Comité de Bâle sur le contrôle bancaire

Le Comité de Bâle sur le contrôle bancaire vise à renforcer la sécurité et la fiabilité du système bancaire international. Ses principales tâches consistent à favoriser les échanges d'informations et la coopération entre les autorités de contrôle, ainsi qu'à émettre des normes et des lignes directrices minimales. La Suisse est membre du Comité de Bâle sur le contrôle bancaire depuis sa création en 1974.

  • Comité de Bâle sur le contrôle bancaire (CBCB)
  • Banque des règlements internationaux (BRI)
  • Bâle III
  • Bâle III - trois piliers

Le Comité de Bâle sur le contrôle bancaire (CBCB) a été fondé à Bâle fin 1974 et a son siège à la Banque des règlements internationaux (BRI). Le Comité est composé de représentants des banques centrales et des autorités de contrôle bancaire de 27 pays. La Suisse est représentée au Comité par la SFMA et la Banque nationale suisse (BNS).
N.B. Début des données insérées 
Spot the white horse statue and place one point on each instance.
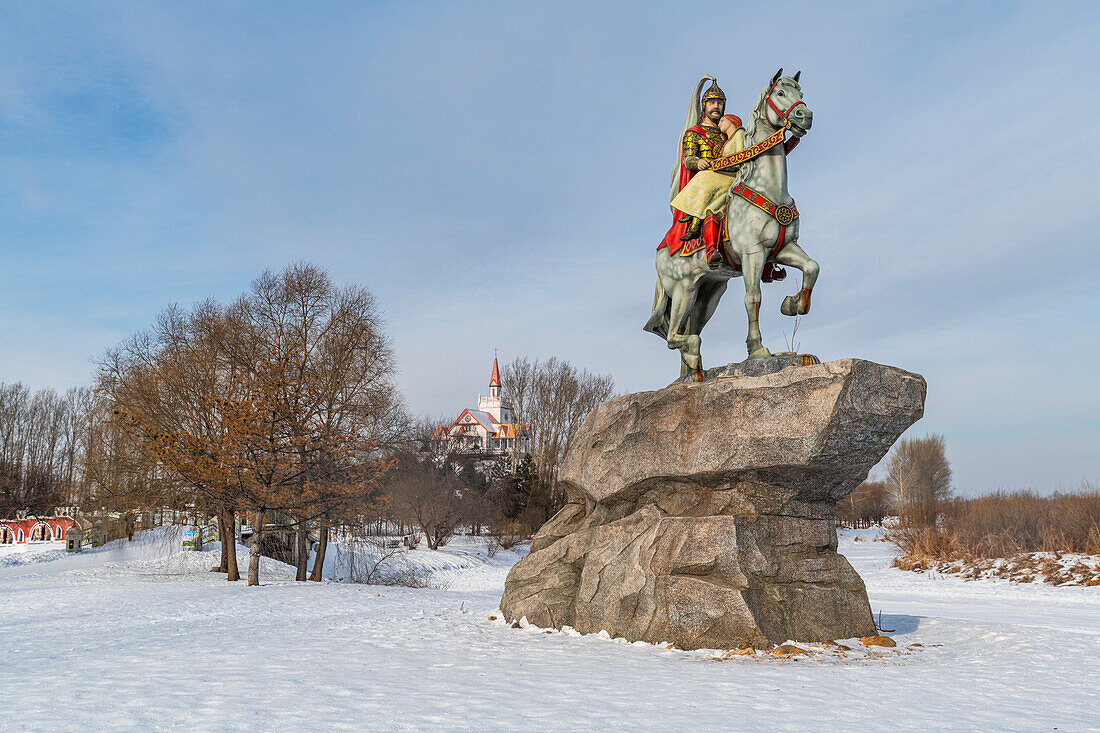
(762, 226)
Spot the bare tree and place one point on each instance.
(428, 496)
(551, 398)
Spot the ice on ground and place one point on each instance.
(143, 636)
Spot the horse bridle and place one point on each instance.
(782, 116)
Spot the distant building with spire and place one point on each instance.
(491, 429)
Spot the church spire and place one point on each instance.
(494, 381)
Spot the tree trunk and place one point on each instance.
(229, 520)
(303, 553)
(257, 531)
(319, 560)
(223, 537)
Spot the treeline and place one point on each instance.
(281, 408)
(41, 446)
(935, 526)
(917, 482)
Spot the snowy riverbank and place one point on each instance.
(147, 637)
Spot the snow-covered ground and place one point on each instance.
(142, 636)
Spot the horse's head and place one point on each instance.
(782, 101)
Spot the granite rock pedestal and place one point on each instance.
(704, 514)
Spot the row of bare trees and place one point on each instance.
(41, 436)
(551, 397)
(917, 482)
(279, 406)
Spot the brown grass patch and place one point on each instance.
(1019, 536)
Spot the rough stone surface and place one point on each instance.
(704, 513)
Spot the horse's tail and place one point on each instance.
(659, 318)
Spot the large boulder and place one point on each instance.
(704, 514)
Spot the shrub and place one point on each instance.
(1004, 525)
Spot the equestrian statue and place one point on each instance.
(732, 216)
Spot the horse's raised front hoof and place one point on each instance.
(759, 352)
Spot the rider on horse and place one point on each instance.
(699, 194)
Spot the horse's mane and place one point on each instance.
(757, 118)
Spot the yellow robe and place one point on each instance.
(706, 193)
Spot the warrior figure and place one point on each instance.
(705, 135)
(700, 194)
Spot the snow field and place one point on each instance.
(147, 637)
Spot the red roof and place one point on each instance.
(495, 380)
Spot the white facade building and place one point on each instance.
(491, 429)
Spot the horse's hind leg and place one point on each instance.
(792, 254)
(683, 299)
(751, 269)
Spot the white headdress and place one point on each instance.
(690, 121)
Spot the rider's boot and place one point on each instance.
(693, 229)
(714, 259)
(772, 273)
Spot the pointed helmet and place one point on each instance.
(714, 93)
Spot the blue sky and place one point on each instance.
(497, 174)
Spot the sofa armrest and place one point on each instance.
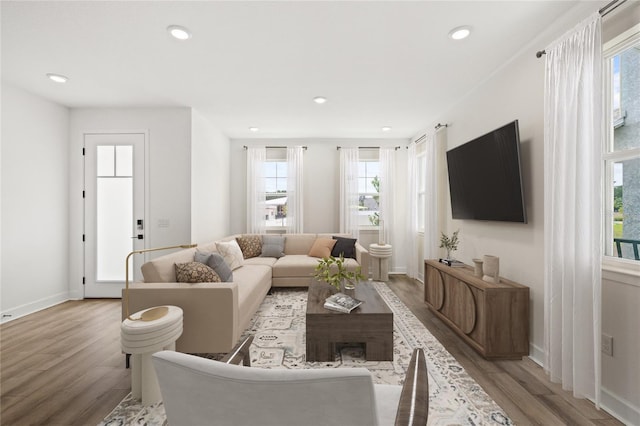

Le Comité de Bâle est l'organe central de coordination internationale de la réglementation bancaire et sert de forum de collaboration pour discuter de la supervision bancaire. Son objectif principal est de renforcer la supervision bancaire, favorisant ainsi la stabilité financière.

Cadre réglementaire mondial

S'appuyant sur les leçons de la récente crise financière, le Comité de Bâle a publié en 2010 un paquet de réformes appelé Bâle III visant à renforcer les exigences en matière de fonds propres et de liquidité. Certaines parties du paquet sont entrées en vigueur à partir de 2013. En décembre 2017, le Comité de Bâle a publié ses normes définitives de Bâle III. Celles-ci devraient entrer en vigueur en 2022 selon le calendrier international. L'objectif est de renforcer la stabilité du système financier au moyen de trois piliers.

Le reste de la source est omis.